Swift: Cannot convert value of type 'Range<Int>' to specified type 'Int'

Question

I was trying to implement a small iteration which returns the square of some ranges.

Which should be the equivalence of this Python script

for i in range(n):
    print(i*i)

In Swift I tried

first attempt

let numbers = [1..<10]

for i in numbers{
    print(i*i)
}

and

second attmpt

let numbers = [1..<10]

for i in numbers{
    var j: Int = i
    print(j*j)
}

but then the compiler says Cannot convert value of type 'Range<Int>' to specified type 'Int'

I understand from my python experience this is due to different types in Swift. Thus my questions are

1. How can I fix this? (i.e. implement the same thing i did in python)
2. What are the problems with my first and second attempts?
3. Why are there so many types of <Int> in Swift?

Thanks in advance!

Answer 1

Your code doesn't compile because you have used [] around the range, which creates an array. [1..<10] is an array of ranges. The for loop is then iterating over that array, which has only one element - the range 1..<10.

This is why i is of type Range<Int>. It is the range, not the numbers in the range.

Just remove the [] and both of your code would work. You can iterate over ranges directly (in fact, anything that conforms to the Sequence protocol), not just arrays. You can even write the range inline with the loop:

for i in 0..<10 {
    print(i * i)
}

Why are there so many types of <Int> in Swift?
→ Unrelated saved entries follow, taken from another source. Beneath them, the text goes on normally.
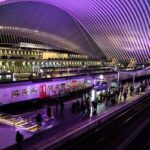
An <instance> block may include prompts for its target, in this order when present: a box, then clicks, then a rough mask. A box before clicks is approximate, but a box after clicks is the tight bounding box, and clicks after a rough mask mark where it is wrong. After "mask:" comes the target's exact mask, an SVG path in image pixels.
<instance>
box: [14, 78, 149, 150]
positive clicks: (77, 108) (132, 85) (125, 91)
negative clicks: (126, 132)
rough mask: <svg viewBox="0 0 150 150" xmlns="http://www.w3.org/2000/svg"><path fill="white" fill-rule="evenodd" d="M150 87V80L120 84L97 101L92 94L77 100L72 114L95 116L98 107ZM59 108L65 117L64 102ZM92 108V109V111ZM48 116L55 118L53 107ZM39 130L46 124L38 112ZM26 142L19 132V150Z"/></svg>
mask: <svg viewBox="0 0 150 150" xmlns="http://www.w3.org/2000/svg"><path fill="white" fill-rule="evenodd" d="M149 85H150V81H149V80H143V81H140V82H138V83H135V84H134V85H133V84H129V83H126V84H121V83H120V84H119V85H118V87H117V88H116V87H115V88H114V87H110V88H109V89H108V90H106V91H105V92H100V94H99V95H97V97H96V99H95V100H94V101H91V97H90V94H88V96H86V97H84V98H83V99H81V98H80V99H77V100H76V101H75V102H73V103H72V107H71V110H72V112H73V113H74V112H83V113H87V114H90V113H91V110H92V112H93V114H97V108H98V107H97V105H98V104H101V103H104V104H105V105H106V106H108V105H113V104H115V103H119V102H121V101H126V99H127V98H128V96H133V95H134V94H139V93H140V92H144V91H145V89H146V88H147V86H149ZM58 106H59V107H60V109H59V112H60V115H63V112H64V102H63V101H57V102H56V112H58ZM91 108H92V109H91ZM46 115H47V118H48V119H50V118H52V117H54V114H53V108H52V107H51V106H47V107H46ZM35 120H36V123H37V128H38V129H40V128H41V127H42V122H44V120H43V117H42V113H40V112H38V113H37V115H36V117H35ZM23 140H24V137H23V135H22V134H21V133H20V132H19V131H17V133H16V142H17V148H18V149H19V150H21V149H22V147H21V145H22V142H23Z"/></svg>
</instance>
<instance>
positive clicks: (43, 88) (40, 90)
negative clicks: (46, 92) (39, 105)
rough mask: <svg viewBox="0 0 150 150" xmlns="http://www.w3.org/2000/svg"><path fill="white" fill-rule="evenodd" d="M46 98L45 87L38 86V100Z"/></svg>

You are looking at this the wrong way, the word Range and ClosedRange in the types Range<Int> and ClosedRange<Int> are not words that modify Int, as if they are different "flavours" of Int. It's the opposite - Range<Bound> and ClosedRange<Bound> are generic types, and Range<Int> can be a considered the specific "type" of Range that has Int as its bounds. You can also have Range<Float> or Range<UInt8> for example.